University of Maryland


Vista Includes Trace-Developed Access Features

March 13th, 2007

Eight of the accessibility features included in Windows Vista were originally developed by the Trace Center. MouseKeys, StickyKeys, FilterKeys (RepeatKeys, SlowKeys, BounceKeys), ToggleKeys, SoundSentry (renamed “Visual Notifications”), and ShowSounds (enhanced and renamed “Captions”) originated at the Trace Center, and have been included by Microsoft in all of its operating system releases since Windows 95.

In the late 1980’s, Microsoft’s initial work in the area of accessibility was in partnership with the Trace Center. A set of accessibility features developed at Trace was first incorporated in add-on programs for Windows 2.0 and the Access Pack for Windows 3.0. Beginning with Windows 95, Microsoft the Trace Center licensed the features to Microsoft. Microsoft fully integrated the access features into its operating system, which was a major advance in making all standard PCs more accessible. Many people with physical disabilities, hearing loss, and vision impairments could now use computers without additional assistive technologies.

With Vista, Microsoft has created a new “Ease of Access Center” to provide central access to a variety of features and settings that benefit people with disabilities or other limitations that effect their use of computers. The Ease of Access Center can be found in the Control Panel of Windows Vista, or by selecting Winkey + U.

The MouseKeys feature provides the option of using the arrow keys on the numeric keypad to move the pointer, for those who have trouble using a mouse. Some people without disabilities also enjoy the more precise control MouseKeys provides, as well as the ability to use the keyboard for mouse actions.

Having to press multiple keys at once (such as when you must press the Ctrl, Alt, and Delete keys simultaneously to log on to Windows), presents a problem for many people with physical limitations, including mouthstick or head stick users. With StickyKeys turned on, you can press one key at a time, in sequence, to achieve the same thing.

With the three FilterKeys settings, the user can set Windows to ignore keystrokes that occur in rapid succession (BounceKeys), or keys that are bumped while typing other keys (SlowKeys), or to extend the delay before keys start repeating if users don’t remove their fingers from the keys quickly enough (RepeatKeys). These features help people with physical disabilities, including tremor, achieve greater accuracy and speed in keyboard use, and less frustration.
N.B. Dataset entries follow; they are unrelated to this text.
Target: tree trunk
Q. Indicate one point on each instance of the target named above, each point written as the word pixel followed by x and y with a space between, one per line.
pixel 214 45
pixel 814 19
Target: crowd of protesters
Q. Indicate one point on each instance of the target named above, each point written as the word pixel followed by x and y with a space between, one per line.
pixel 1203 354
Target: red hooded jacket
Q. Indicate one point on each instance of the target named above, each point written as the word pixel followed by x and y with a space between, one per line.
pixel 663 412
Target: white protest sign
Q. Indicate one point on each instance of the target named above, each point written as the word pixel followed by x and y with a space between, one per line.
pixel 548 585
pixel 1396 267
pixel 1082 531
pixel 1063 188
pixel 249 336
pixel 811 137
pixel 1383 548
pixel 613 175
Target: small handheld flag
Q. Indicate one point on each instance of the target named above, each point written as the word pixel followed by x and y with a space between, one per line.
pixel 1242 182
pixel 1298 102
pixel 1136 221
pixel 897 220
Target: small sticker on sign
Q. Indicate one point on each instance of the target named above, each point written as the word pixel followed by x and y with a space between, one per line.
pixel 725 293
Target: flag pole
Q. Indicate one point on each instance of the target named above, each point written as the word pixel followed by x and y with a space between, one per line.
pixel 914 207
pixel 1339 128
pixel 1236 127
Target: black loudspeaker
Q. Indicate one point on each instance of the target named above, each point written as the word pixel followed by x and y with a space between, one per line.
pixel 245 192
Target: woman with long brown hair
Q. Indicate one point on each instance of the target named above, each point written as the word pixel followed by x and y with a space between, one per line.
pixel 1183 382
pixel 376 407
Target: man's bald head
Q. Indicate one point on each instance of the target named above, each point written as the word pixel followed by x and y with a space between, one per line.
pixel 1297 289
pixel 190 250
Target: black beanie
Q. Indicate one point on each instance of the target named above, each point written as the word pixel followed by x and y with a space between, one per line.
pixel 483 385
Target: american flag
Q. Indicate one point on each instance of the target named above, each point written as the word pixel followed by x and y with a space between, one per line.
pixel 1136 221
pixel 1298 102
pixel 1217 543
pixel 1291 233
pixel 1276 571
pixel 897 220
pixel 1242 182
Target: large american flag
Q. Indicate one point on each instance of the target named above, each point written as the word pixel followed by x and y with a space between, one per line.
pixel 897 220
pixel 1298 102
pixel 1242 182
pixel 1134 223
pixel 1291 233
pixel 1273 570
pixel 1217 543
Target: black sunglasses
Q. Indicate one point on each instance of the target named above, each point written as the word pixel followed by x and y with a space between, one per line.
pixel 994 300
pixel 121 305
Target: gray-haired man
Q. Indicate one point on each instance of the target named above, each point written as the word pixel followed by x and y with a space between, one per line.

ToggleKeys produces an audible tone when the Caps Lock, Num Lock, or Scroll Lock keys are activated. The tone allows individuals who cannot see the led indicator lights to know when these locking keys are on or off. It also helps people who hit them often accidentally.

Visual Notifications (formerly called “SoundSentry“) replaces system sounds with visual cues, such as a flash on the screen, so system alerts are announced with visual notifications instead of sounds. This feature benefits people who are deaf or have a hearing loss, as well as those who are using a computer where the sound must be turned off.

Finally, Captions (formerly called “ShowSounds“) allows users to set a flag in the operating system that will cause the OS and other applications to provide visual or text alternatives for sounds and captions for spoken dialog (when available).

More information about these and other access features in Vista is available from Microsoft Accessibility.

Funding for Trace’s work on the original access features was provided by the National Institute on Disability and Rehabilitation Research, U.S. Department of Education, under grants H133E80021, H133E30012, and H133E980008.